Dynamic Elements of Venetian Opera (DEVO)
Dynamic Elements of Venetian Opera (DEVO) contains the underlying data reported sequentially in The New Chronology of Venetian Opera and related genres (1660-1760). This critical period in the development of European opera saw constant change. Opera theaters arose in cities across Europe, although up to 1680 it was most often performed in private palaces. Venice established a celebrated model for entrepreneurial opera where by several theater operated simultaneous, and no personal invitation was required to attend. However, fees were charged and all the theaters that endured more than a few years expected its clientele was rent boxes by the year. The centrally important point about Venetian opera is not that it was "public" but that it was extraordinarily prolific, akin to Hollywood films of recent decades. Opera had an ever broader footprint, but the role of Venetian opera up to 1760 was very conspicuous, with eventual decline in the later eighteenth century.
This initial prolixity makes it difficult to appreciate the many fault lines that existed between theaters, composers, and librettists. Prolixity also meant that languages of performance came to differentiate short theatrical periods that made up the mosaic of this endlessly busy milieu. In a society in which only priests and accountants saw the year as being ordered by numbered months and days, social, religious, and political life was ordered by feasts. These had the peculiar property that some were fixed and some were moveable--according to lunar motion. These differences imposed on chronicles (and other commentaries) many flaws that have repelled solutions until now. (The rationals, mechanics, and narrative flaws of early centuries are discussed in Song and Season: Science, Culture, and Theatrical Times in early modern Venice, a companion to The New Chronology. Both books, by Eleanor Selfridge-Field, were published by Stanford University Press in 2007.)
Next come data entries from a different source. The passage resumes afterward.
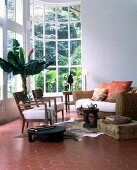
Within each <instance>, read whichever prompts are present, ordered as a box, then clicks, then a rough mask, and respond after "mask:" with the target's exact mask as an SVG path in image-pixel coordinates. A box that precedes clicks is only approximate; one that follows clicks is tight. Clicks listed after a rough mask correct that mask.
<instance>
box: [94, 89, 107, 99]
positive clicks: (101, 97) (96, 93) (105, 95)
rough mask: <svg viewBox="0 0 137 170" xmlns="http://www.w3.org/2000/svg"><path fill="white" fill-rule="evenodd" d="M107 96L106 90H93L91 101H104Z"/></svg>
mask: <svg viewBox="0 0 137 170" xmlns="http://www.w3.org/2000/svg"><path fill="white" fill-rule="evenodd" d="M107 95H108V89H106V88H101V89H99V88H95V90H94V93H93V96H92V98H91V99H92V100H96V101H98V100H99V101H102V100H105V99H106V98H107Z"/></svg>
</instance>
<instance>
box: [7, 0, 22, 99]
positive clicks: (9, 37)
mask: <svg viewBox="0 0 137 170" xmlns="http://www.w3.org/2000/svg"><path fill="white" fill-rule="evenodd" d="M7 17H8V30H7V52H8V51H9V50H11V49H12V42H13V38H16V39H17V40H18V41H19V43H20V45H21V46H22V47H23V26H22V25H23V0H7ZM21 82H22V81H21V78H20V75H17V76H12V75H8V82H7V96H8V97H9V98H10V97H13V95H12V94H13V92H15V91H20V90H22V84H21Z"/></svg>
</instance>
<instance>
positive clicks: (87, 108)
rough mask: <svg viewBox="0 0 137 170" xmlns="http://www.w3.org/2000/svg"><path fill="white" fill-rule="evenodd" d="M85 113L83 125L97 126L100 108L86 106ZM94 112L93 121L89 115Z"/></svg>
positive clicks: (94, 126)
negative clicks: (87, 107)
mask: <svg viewBox="0 0 137 170" xmlns="http://www.w3.org/2000/svg"><path fill="white" fill-rule="evenodd" d="M82 111H83V113H84V121H85V123H84V124H83V127H86V128H96V127H97V119H98V114H97V113H98V111H99V109H98V108H85V109H82ZM90 114H93V119H94V120H93V121H90V120H89V115H90Z"/></svg>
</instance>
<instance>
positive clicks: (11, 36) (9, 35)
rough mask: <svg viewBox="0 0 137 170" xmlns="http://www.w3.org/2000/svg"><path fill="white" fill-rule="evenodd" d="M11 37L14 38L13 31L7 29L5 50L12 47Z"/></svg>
mask: <svg viewBox="0 0 137 170" xmlns="http://www.w3.org/2000/svg"><path fill="white" fill-rule="evenodd" d="M13 38H15V32H12V31H10V30H8V32H7V50H8V51H9V50H11V49H12V43H13Z"/></svg>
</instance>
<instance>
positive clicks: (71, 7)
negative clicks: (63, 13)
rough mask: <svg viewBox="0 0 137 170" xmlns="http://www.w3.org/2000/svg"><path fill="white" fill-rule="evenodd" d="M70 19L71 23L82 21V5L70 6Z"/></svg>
mask: <svg viewBox="0 0 137 170" xmlns="http://www.w3.org/2000/svg"><path fill="white" fill-rule="evenodd" d="M69 18H70V21H79V20H80V19H81V18H80V5H77V6H70V9H69Z"/></svg>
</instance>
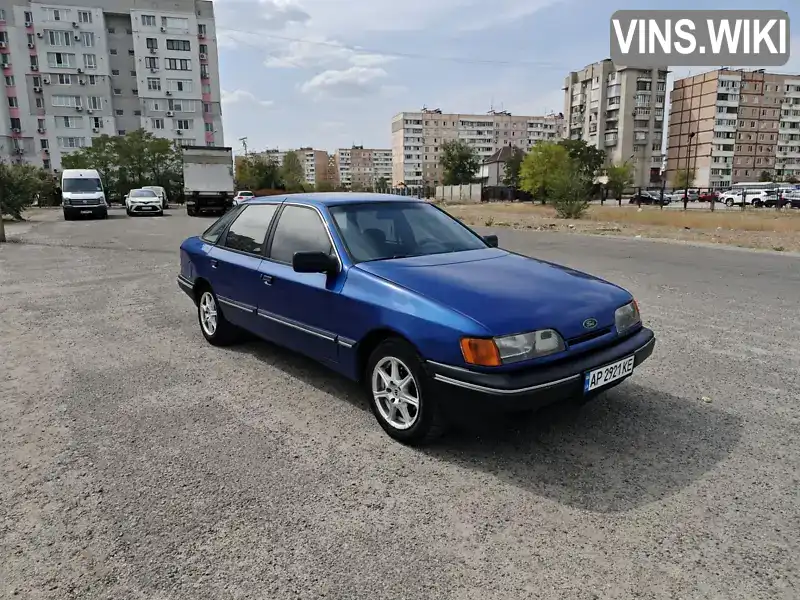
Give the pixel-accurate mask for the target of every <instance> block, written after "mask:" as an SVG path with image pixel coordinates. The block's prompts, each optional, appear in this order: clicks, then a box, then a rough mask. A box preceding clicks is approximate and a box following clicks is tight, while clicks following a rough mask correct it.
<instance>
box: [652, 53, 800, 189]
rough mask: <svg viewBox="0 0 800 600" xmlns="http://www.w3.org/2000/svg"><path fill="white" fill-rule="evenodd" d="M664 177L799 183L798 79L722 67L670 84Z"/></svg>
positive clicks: (697, 183)
mask: <svg viewBox="0 0 800 600" xmlns="http://www.w3.org/2000/svg"><path fill="white" fill-rule="evenodd" d="M667 147H668V150H667V177H668V180H669V181H672V180H673V179H674V177H675V175H676V173H677V172H678V171H681V170H686V169H687V168H688V169H690V170H693V171H694V172H695V179H694V181H693V182H692V183H693V185H694V186H696V187H701V188H711V189H724V188H727V187H728V186H730V185H731V184H732V183H739V182H743V181H758V180H759V179H760V178H761V176H762V174H763V173H765V172H766V173H767V174H768V175H767V176H768V177H769V178H770V179H772V180H776V179H783V178H786V177H800V75H780V74H774V73H766V72H765V71H763V70H757V71H746V70H730V69H719V70H716V71H709V72H707V73H701V74H699V75H695V76H693V77H686V78H684V79H679V80H677V81H675V83H674V85H673V90H672V107H671V109H670V125H669V137H668V141H667Z"/></svg>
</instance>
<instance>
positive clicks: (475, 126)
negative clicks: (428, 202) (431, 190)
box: [391, 108, 564, 187]
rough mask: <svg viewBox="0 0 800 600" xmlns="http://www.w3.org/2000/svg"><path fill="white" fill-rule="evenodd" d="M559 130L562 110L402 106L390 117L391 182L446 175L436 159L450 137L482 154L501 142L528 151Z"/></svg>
mask: <svg viewBox="0 0 800 600" xmlns="http://www.w3.org/2000/svg"><path fill="white" fill-rule="evenodd" d="M563 136H564V118H563V115H561V114H554V115H547V116H522V115H512V114H511V113H509V112H506V111H501V112H498V111H489V113H487V114H482V115H481V114H457V113H443V112H442V111H441V110H439V109H427V108H423V109H422V110H421V111H419V112H402V113H400V114H398V115H396V116H395V117H394V118H393V119H392V176H391V179H392V181H393V183H394V184H395V185H397V184H399V183H404V184H406V185H407V186H412V187H413V186H421V185H426V186H434V185H441V183H442V181H443V178H444V173H443V169H442V166H441V164H440V163H439V160H440V157H441V145H442V143H443V142H446V141H449V140H456V139H460V140H464V141H465V142H467V143H468V144H469V145H470V146H472V147H473V148H475V150H476V152H477V153H478V154H479V155H480V157H481V159H482V160H485V159H487V158H489V157H490V156H492V154H494V153H495V152H497V150H499V149H500V148H502V147H503V146H516V147H518V148H520V149H522V150H524V151H526V152H527V151H528V150H530V149H531V147H532V146H533V145H534V144H535V143H537V142H539V141H542V140H559V139H561V138H562V137H563Z"/></svg>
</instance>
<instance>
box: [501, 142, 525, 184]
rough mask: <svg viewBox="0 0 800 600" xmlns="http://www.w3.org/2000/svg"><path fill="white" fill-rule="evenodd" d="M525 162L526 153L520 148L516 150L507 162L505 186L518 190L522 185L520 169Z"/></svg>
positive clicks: (504, 178) (505, 169)
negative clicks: (520, 186) (520, 185)
mask: <svg viewBox="0 0 800 600" xmlns="http://www.w3.org/2000/svg"><path fill="white" fill-rule="evenodd" d="M523 160H525V152H523V151H522V150H520V149H519V148H514V151H513V154H512V155H511V157H510V158H509V159H508V161H506V168H505V173H504V175H503V185H507V186H508V187H510V188H515V189H516V188H518V187H519V183H520V169H521V168H522V161H523Z"/></svg>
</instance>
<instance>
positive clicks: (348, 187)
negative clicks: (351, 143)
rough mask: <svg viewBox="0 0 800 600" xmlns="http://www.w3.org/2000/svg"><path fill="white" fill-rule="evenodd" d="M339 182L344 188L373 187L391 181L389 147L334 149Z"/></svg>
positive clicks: (374, 186)
mask: <svg viewBox="0 0 800 600" xmlns="http://www.w3.org/2000/svg"><path fill="white" fill-rule="evenodd" d="M336 164H337V169H338V172H339V182H340V184H341V185H343V186H344V187H346V188H348V189H349V188H351V187H353V185H356V187H360V188H362V189H364V188H370V189H374V188H376V187H380V184H381V183H383V182H384V181H385V182H386V184H387V185H391V182H392V151H391V149H389V148H364V147H363V146H353V147H352V148H339V150H337V151H336Z"/></svg>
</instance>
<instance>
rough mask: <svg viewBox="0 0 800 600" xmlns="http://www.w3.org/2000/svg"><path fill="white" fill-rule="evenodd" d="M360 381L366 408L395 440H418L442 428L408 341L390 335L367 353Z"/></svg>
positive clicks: (442, 425) (419, 442)
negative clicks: (397, 338) (366, 364)
mask: <svg viewBox="0 0 800 600" xmlns="http://www.w3.org/2000/svg"><path fill="white" fill-rule="evenodd" d="M364 380H365V381H364V383H365V386H366V388H367V393H368V394H369V401H370V408H371V409H372V413H373V414H374V415H375V418H376V419H377V420H378V423H379V424H380V426H381V427H382V428H383V430H384V431H385V432H386V433H387V434H389V436H390V437H392V438H394V439H395V440H397V441H398V442H401V443H403V444H409V445H416V444H422V443H425V442H427V441H430V440H432V439H434V438H435V437H437V436H438V435H440V434H441V433H442V431H443V425H442V420H441V414H440V409H439V406H438V405H437V399H436V397H435V396H434V395H433V394H432V393H430V387H431V386H430V385H429V378H428V375H427V373H426V372H425V367H424V365H423V363H422V359H421V358H420V357H419V355H418V354H417V352H416V350H415V349H414V347H413V346H411V345H410V344H409V343H407V342H405V341H403V340H401V339H397V338H390V339H388V340H386V341H384V342H382V343H381V344H380V345H379V346H378V347H377V348H375V350H374V351H373V352H372V354H371V355H370V357H369V360H368V361H367V369H366V373H365V377H364Z"/></svg>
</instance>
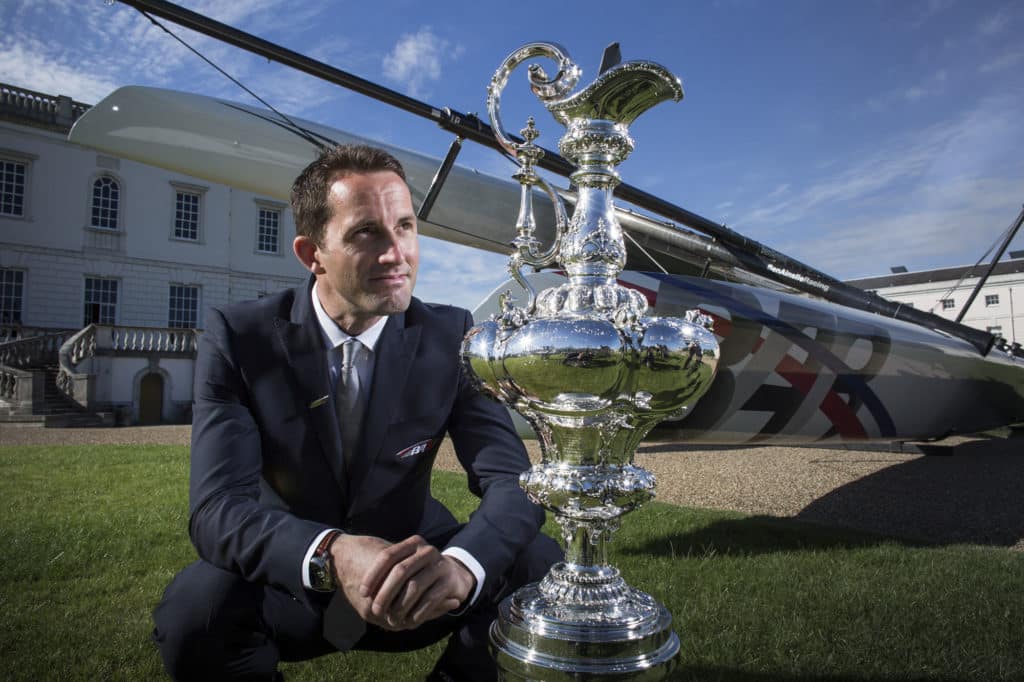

The central value of a correct chronology is that dates, when aligned with these short segments of the year demarcated by (nominally) religious feasts, disclose drammaturgical associations that reflected and reinforced cyclical cultural emphases. Viewed over the century 1660-1760, mutations in meaning show the effects of economic and social change, creating a rich portrayal of conflicting sources the contributed to the solidification of this art form.